Éste es el criterio que ahora parece prevalecer entre nosotros, cuando la política de opresión idiomática montada sobre la exclusividad del castellano ha sido sustituida por una política de aceptación, reconocimiento y promoción oficial de otras lenguas peninsulares. Y aunque sea una cuestión de concepto, no lo es de mera semántica, pues viene cargada de consecuencias prácticas en las que el equívoco se hace muy visible. Así, por ejemplo, existen en España premios literarios de gran dotación a los que tienen acceso todos los escritores de lengua española (es decir, de lengua castellana, o, más precisamente, de, la lengua española cuyo origen es el castellano); pero si el catalán, el gallego o el vascuence son también lenguas españolas en razón de ser ciudadanos del actual Estado español quienes las emplean, ¿por qué habrían de estar excluidas sus obras de esos concursos? Todos sabemos que no se trata de una cuestión teórica abstracta. Y todos podemos vislumbrar, a todos nos es dado desentrañar, a poco que prestemos atención, los ingredientes políticos que contiene. Porque inevitablemente, como al comienzo dije, la creación literaria está siempre en alguna medida matizada por los condicionamientos políticos de uno u otro signo, y su efectividad social resueltamente sometida a factores semejantes. El idioma alemán, y su literatura, sirvieron de instrumento, a principios del siglo pasado, para suscitar en los pueblos centroeuropeos que lo hablaban una aglutinación nacionalista contra el imperio napoleónico; el francés y el español fueron instrumento de la unificación nacional en manos de los Estados respectivos; las lenguas particulares en varias regiones del planeta han sido y son utilizadas como instrumento de promociones políticas nacionalistas -y éstas no son sino algunas de las manifestaciones de alta proyección, a las que podrían agregarse innumerables otras-. Los empeños del poder movilizan y reclutan a su favor las más diversas actividades sociales; la política -y ello, repito, es inevitable- invade el terreno de las letras, influyendo de varias maneras sobre la literatura.
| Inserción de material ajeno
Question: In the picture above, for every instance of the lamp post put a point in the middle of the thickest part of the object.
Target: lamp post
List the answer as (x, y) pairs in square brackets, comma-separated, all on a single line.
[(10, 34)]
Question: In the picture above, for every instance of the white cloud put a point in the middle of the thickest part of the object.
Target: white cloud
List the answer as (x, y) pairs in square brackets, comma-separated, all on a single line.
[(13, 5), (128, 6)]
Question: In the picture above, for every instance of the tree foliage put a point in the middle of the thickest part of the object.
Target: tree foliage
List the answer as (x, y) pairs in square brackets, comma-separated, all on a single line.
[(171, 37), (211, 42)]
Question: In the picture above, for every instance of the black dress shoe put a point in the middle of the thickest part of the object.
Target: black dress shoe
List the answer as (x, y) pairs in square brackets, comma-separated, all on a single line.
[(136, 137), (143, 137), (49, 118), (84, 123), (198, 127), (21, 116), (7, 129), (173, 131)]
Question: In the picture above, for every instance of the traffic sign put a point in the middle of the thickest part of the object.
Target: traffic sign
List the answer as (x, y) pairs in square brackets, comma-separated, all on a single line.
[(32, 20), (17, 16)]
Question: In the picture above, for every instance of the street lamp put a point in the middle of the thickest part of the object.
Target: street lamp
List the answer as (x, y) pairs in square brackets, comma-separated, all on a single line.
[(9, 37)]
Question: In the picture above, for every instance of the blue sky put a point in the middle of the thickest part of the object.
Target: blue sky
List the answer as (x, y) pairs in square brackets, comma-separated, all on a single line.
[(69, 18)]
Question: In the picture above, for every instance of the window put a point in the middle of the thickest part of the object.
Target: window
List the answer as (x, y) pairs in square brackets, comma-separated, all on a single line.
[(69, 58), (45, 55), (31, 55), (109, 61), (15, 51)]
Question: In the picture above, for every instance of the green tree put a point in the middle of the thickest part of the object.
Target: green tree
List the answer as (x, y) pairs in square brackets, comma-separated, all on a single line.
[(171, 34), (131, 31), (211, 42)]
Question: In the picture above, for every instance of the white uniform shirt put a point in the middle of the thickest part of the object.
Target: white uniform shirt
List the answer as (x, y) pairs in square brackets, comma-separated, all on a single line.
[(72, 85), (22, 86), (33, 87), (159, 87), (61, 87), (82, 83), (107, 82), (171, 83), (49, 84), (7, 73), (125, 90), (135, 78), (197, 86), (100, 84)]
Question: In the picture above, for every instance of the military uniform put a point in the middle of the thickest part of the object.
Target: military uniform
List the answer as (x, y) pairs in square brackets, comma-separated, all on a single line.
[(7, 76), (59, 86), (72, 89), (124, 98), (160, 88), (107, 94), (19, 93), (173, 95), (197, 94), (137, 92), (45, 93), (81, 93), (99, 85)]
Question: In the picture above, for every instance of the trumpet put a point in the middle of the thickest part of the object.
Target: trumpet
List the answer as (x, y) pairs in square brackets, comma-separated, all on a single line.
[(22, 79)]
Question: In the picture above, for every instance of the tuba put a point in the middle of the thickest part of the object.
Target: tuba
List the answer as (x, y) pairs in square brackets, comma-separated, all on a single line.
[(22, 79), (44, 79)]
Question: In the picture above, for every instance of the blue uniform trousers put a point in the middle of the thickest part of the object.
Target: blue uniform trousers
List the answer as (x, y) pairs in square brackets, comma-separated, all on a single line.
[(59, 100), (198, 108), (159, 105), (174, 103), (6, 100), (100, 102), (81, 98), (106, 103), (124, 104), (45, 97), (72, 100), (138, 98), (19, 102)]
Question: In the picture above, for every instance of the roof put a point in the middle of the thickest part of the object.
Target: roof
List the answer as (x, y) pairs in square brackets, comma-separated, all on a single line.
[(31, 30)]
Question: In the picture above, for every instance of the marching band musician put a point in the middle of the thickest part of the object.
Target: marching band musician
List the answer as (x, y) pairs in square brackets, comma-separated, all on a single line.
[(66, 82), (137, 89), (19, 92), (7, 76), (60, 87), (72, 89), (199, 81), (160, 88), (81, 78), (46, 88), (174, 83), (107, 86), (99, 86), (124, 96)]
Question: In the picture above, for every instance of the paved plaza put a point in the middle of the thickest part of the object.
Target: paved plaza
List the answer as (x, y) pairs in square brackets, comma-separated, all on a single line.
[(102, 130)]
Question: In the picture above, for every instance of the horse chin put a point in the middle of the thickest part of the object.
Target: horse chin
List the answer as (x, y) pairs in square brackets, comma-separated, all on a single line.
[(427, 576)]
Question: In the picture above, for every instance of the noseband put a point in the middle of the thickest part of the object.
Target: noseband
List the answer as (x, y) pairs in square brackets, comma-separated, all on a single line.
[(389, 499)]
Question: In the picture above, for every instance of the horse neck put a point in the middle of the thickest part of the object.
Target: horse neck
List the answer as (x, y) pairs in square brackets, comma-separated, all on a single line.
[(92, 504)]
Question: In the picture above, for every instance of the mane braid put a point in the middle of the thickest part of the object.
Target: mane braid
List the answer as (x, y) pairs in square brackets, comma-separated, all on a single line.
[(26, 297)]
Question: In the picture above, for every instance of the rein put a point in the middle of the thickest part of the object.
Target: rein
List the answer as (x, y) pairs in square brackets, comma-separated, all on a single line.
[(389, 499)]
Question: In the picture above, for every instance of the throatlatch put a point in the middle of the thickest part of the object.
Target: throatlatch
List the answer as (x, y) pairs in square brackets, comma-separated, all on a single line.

No valdría la pena lamentar -si lamentable fuere, que no lo sé- algo que de todos modos no tiene remedio. Tan sólo advierto que más vale, eso sí, tenerlo presente para que las ideas no se nos confundan.

Mucha confusión padecemos aquí, en España, a este respecto en la hora del cambio, cuando en lugar de perseguir y oprimir los idiomas peninsulares distintos del castellano, como el régimen anterior hacía, los poderes públicos los reconocen y respetan. Esta nueva política, que a mi entender es la sana y correcta, ha dado lugar a actitudes de fomento paternalista e incluso a presiones revanchistas. Hace no mucho hube de expresar mi solidaridad con la queja de un escritor gallego a quien celosamente reprochaban sus paisanos que escribiera en castellano, y sospecho que a algunos cultores de la noble literatura gallega les resultará intolerable, por razones de nacionalismo político, la idea de que ella forma parte de la lengua portuguesa, de manera análoga a lo que estamos viendo que ocurre en la región valenciana, donde muchos se resisten a aceptar que su particular idioma pertenece al área lingüística del catalán. Es innegable que la razón política prevalece ahí sobre las realidades histórico-culturales.Y no me atrevería yo a discutirle a la razón política el derecho a la primacía que, con sus urgencias vitales, ejerce de hecho en el entrejuego de todas las demás relaciones humanas; quizá deba, en efecto, prevalecer, como con tanta frecuencia prevalece, por aquello del primum vívere. Pero bueno será, en tal caso, que, cuando así sea, lo tengamos claro y no nos dejemos envolver en e engaño de dar por liebre literaría lo que en verdad sería el gato encerrado de la ideología y la práctica políticas.